Hepatoprotective Effect of Aged Black Garlic Extract in Rodents

Jung Hyu Shin 1,, Chang Woo Lee 1, Soo Jin Oh 1, Jieun Yun 1, Moo Rim Kang 1, Sang-Bae Han 2, Heungsik Park 3, Jae Chul Jung 3, Yoon Hoo Chung 4, Jong Soon Kang 1
PMCID: PMC4007044  PMID: 24795800

Abstract

In this study, we investigated the hepatoprotective effects of aged black garlic (ABG) in rodent models of liver injury. ABG inhibited carbon tetrachloride-induced elevation of aspartate transaminase (AST) and alanine transaminase (ALT), which are markers of hepatocellular damage, in SD rats. D-galactosamineinduced hepatocellular damage was also suppressed by ABG treatment. However, ABG does not affect the elevation of alkaline phosphatase (ALP), a marker of hepatobilliary damage, in rats treated with carbon tetrachloride or D-galactosamine. We also examined the effect of ABG on high-fat diet (HFD)-induced fatty liver and subsequent liver damage. ABG had no significant effect on body weight increase and plasma lipid profile in HFD-fed mice. However, HFD-induced increase in AST and ALT, but not ALP, was significantly suppressed by ABG treatment. These results demonstrate that ABG has hepatoprotective effects and suggest that ABG supplementation might be a good adjuvant therapy for the management of liver injury.
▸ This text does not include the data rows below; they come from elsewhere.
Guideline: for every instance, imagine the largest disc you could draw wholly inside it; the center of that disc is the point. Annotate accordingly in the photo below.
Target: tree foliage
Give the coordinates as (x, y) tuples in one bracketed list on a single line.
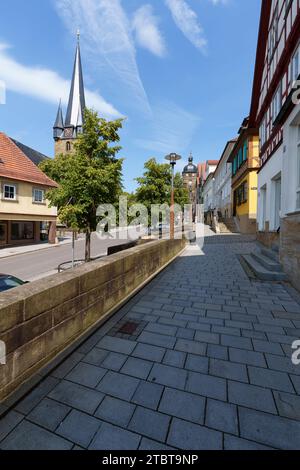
[(154, 187), (88, 177)]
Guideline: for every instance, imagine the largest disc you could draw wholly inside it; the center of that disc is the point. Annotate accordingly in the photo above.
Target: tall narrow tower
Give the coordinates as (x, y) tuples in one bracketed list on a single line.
[(66, 132)]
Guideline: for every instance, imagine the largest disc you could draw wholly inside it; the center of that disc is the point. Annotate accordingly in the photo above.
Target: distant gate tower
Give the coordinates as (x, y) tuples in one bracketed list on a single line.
[(66, 132)]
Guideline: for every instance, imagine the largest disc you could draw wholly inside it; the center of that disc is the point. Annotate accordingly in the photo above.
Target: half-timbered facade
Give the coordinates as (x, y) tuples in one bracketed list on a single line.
[(277, 115)]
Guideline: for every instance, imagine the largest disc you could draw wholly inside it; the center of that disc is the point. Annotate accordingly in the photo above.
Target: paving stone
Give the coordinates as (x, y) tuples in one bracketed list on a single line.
[(221, 416), (192, 347), (161, 329), (183, 405), (257, 398), (114, 361), (296, 382), (235, 342), (169, 376), (189, 436), (211, 338), (118, 345), (274, 431), (225, 330), (115, 411), (288, 405), (206, 386), (61, 371), (217, 352), (28, 436), (9, 422), (157, 340), (79, 428), (150, 423), (267, 347), (49, 414), (118, 385), (86, 374), (36, 395), (185, 333), (254, 335), (283, 364), (247, 357), (270, 379), (95, 357), (228, 370), (173, 322), (150, 353), (235, 443), (148, 394), (77, 396), (148, 444), (197, 363), (137, 368), (174, 358), (205, 327), (111, 437)]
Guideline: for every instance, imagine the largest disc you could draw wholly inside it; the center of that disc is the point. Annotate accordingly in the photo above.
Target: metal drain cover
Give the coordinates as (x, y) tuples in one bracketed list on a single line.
[(128, 328)]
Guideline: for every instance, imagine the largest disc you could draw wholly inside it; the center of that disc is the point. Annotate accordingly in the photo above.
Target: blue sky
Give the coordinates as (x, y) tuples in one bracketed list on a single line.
[(180, 71)]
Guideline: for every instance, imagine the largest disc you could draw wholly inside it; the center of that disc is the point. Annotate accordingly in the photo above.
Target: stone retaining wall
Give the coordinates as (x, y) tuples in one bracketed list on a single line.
[(38, 321)]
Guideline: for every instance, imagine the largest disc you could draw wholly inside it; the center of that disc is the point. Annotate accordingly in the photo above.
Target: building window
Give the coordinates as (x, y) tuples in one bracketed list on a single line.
[(277, 102), (298, 171), (263, 132), (22, 231), (242, 194), (296, 65), (10, 192), (38, 196), (245, 151), (273, 35)]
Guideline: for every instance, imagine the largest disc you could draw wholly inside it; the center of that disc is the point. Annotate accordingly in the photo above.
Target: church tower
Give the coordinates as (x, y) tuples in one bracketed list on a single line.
[(65, 132)]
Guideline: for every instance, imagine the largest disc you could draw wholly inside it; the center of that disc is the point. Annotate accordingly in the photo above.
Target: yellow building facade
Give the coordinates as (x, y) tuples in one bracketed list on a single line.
[(245, 164), (25, 213)]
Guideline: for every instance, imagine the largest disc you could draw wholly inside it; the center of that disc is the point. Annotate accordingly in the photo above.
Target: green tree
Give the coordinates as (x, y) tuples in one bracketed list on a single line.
[(90, 176), (154, 187)]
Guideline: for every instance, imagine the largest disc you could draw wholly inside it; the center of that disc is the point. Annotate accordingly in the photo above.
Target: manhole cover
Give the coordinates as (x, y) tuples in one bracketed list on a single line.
[(128, 328)]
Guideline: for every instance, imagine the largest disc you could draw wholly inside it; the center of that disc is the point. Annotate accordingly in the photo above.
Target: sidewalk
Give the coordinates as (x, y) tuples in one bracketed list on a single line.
[(199, 359)]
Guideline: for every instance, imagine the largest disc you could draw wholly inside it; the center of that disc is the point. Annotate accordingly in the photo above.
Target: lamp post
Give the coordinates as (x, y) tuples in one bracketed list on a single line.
[(173, 158)]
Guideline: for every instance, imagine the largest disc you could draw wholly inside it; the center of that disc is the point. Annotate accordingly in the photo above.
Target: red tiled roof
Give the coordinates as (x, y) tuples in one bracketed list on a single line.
[(14, 164)]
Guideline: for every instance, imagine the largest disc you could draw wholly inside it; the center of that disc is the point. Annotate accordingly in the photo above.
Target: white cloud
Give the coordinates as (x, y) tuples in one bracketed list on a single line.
[(219, 2), (147, 33), (171, 129), (45, 84), (107, 39), (187, 21)]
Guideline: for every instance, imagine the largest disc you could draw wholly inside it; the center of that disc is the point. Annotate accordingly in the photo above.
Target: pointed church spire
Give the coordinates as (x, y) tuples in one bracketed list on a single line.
[(76, 104), (58, 127)]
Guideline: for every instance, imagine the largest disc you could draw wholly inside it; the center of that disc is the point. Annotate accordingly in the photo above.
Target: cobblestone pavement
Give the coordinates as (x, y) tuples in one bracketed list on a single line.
[(199, 359)]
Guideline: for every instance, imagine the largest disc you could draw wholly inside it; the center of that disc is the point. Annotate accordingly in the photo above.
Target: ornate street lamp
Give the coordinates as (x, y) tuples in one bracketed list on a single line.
[(173, 158)]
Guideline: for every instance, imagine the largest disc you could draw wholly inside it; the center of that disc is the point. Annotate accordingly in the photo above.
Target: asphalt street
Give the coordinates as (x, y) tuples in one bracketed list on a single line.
[(38, 264)]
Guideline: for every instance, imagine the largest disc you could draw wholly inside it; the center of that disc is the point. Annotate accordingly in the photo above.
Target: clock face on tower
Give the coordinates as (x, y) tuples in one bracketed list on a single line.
[(69, 133)]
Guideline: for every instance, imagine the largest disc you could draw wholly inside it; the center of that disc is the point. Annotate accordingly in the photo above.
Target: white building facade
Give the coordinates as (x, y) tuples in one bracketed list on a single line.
[(276, 114)]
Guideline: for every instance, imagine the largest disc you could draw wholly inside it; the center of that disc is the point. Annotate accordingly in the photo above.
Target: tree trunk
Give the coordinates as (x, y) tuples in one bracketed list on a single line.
[(88, 246)]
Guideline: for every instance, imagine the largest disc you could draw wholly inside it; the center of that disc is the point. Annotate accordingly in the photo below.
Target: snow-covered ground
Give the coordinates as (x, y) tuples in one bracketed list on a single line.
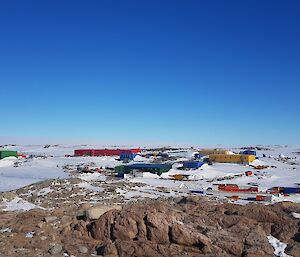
[(16, 173)]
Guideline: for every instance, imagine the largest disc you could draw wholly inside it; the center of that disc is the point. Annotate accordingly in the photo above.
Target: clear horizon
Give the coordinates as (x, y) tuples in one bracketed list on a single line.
[(194, 73)]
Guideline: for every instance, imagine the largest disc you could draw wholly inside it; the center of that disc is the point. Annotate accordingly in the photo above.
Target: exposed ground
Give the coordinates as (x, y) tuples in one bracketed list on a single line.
[(189, 226)]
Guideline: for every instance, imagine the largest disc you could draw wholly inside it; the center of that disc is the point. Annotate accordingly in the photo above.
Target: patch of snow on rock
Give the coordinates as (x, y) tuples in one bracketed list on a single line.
[(18, 204), (92, 177), (278, 246), (296, 215)]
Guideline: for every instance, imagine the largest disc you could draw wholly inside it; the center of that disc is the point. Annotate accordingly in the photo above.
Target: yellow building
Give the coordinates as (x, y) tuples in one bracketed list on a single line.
[(213, 151), (232, 158)]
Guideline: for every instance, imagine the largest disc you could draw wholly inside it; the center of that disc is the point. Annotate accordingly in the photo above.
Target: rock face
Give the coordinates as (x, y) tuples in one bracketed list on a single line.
[(196, 227), (94, 213)]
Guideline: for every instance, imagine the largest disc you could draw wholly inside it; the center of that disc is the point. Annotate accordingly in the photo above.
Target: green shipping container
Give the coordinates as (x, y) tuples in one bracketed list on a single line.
[(8, 153), (119, 169)]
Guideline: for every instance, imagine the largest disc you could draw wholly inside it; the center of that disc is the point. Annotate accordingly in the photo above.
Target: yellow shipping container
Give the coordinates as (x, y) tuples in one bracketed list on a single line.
[(232, 158), (212, 151)]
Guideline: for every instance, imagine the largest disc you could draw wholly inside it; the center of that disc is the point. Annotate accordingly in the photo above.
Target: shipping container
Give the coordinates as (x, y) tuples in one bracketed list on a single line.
[(104, 152), (145, 167), (192, 164), (249, 152), (8, 153), (232, 158), (284, 190), (213, 151), (236, 188), (124, 156), (248, 173)]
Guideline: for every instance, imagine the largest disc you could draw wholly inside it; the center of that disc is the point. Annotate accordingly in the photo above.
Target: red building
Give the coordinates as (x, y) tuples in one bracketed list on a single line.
[(104, 152)]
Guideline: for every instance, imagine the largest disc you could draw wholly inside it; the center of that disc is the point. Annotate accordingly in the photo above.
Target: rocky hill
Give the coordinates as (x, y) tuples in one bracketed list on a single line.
[(189, 226)]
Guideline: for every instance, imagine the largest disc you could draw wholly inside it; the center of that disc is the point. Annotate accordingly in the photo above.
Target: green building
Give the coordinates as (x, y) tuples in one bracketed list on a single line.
[(144, 167)]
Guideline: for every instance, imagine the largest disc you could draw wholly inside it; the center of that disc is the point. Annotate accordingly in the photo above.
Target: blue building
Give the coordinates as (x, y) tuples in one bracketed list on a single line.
[(249, 152), (192, 164)]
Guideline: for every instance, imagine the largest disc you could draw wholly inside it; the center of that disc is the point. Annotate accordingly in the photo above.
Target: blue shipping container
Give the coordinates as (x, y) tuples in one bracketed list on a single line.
[(192, 165), (249, 152), (290, 190)]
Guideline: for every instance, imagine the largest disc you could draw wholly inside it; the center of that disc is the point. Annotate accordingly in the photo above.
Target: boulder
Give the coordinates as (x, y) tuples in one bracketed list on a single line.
[(95, 213)]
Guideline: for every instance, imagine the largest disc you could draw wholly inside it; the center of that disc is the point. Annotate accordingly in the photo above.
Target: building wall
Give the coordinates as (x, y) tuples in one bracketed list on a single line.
[(212, 151), (8, 153), (231, 158)]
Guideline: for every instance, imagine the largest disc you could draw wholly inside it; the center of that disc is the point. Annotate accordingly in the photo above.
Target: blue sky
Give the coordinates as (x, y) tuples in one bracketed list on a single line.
[(195, 72)]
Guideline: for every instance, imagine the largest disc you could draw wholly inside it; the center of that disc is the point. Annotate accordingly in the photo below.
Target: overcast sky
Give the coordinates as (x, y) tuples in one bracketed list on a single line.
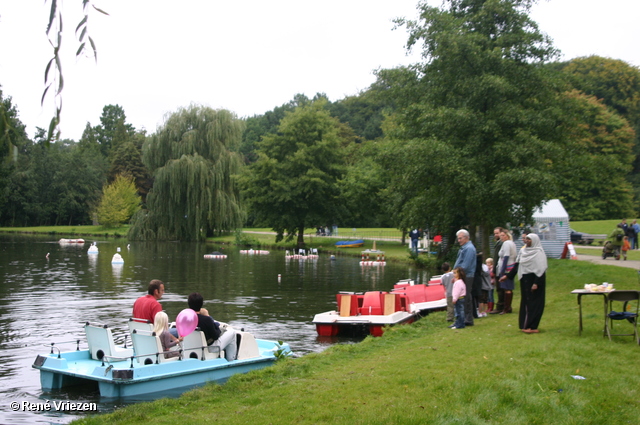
[(247, 56)]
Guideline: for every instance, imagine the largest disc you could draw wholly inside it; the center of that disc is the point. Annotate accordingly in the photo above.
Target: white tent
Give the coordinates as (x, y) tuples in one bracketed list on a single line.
[(551, 223)]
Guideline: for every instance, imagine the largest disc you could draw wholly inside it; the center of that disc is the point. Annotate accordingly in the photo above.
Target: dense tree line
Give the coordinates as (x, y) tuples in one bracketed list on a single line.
[(478, 134)]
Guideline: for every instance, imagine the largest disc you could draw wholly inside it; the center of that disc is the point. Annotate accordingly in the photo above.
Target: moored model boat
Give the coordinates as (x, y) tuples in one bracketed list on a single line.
[(349, 244), (369, 312), (71, 241), (144, 369)]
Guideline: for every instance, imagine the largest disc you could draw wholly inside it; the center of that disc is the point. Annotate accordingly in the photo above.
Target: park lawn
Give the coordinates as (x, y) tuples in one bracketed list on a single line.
[(426, 373), (631, 255), (597, 226)]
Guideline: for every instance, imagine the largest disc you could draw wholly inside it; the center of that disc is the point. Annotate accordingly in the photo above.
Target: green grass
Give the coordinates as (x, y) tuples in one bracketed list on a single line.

Keywords: Aged black garlic, Liver injury, Carbon tetrachloride, D-galactosamine, Non-alcoholic fatty liver disease

INTRODUCTION

Garlic has long been used as a medicinal food and recent studies have validated a variety of its biological activities, including cancer prevention, anti-thrombosis and cardioprotection (1-3). In spite of these beneficial effects, consumption of raw garlic is not prevalent in many areas because of its unpleasant odor and adverse effects, such as gastrointestinal disorder and hemolytic anemia (4,5). Allicin and lipidsoluble sulfur compounds derived from allicin have been known to be involved in these adverse effects (4,6). Aged garlic extract (AGE, Kyolic) is a preparation produced by long-term extraction of fresh garlic in aqueous ethanol at room temperature (7). AGE has been known to contain water-soluble allyl amino acid derivatives, stable lipid-soluble allyl sulfides, flavonoids and saponins, but not allicin anymore (8). AGE has also been shown to exert various biological activities, including anti-cancer, antioxidant and immune-potentiating effects without already known adverse effects of raw garlic (7-10).

Recently, another garlic preparation, called aged black garlic (ABG), was marketed (11,12). ABG is produced by ageing whole garlic at high temperature and high humidity (13,14). It has been reported that unstable compounds of raw garlic are converted into stable compounds, such as Sallylcysteine (SAC), after this processing. ABG was shown to have stronger antioxidant activity than raw garlic both in vitro and in vivo (11,15). It was also reported that ABG is beneficial for prevention of cancer and diabetes (11,16,17). Moreover, ABG was reported to have a protective effect against chronic alcohol-induced liver injury in rats (12).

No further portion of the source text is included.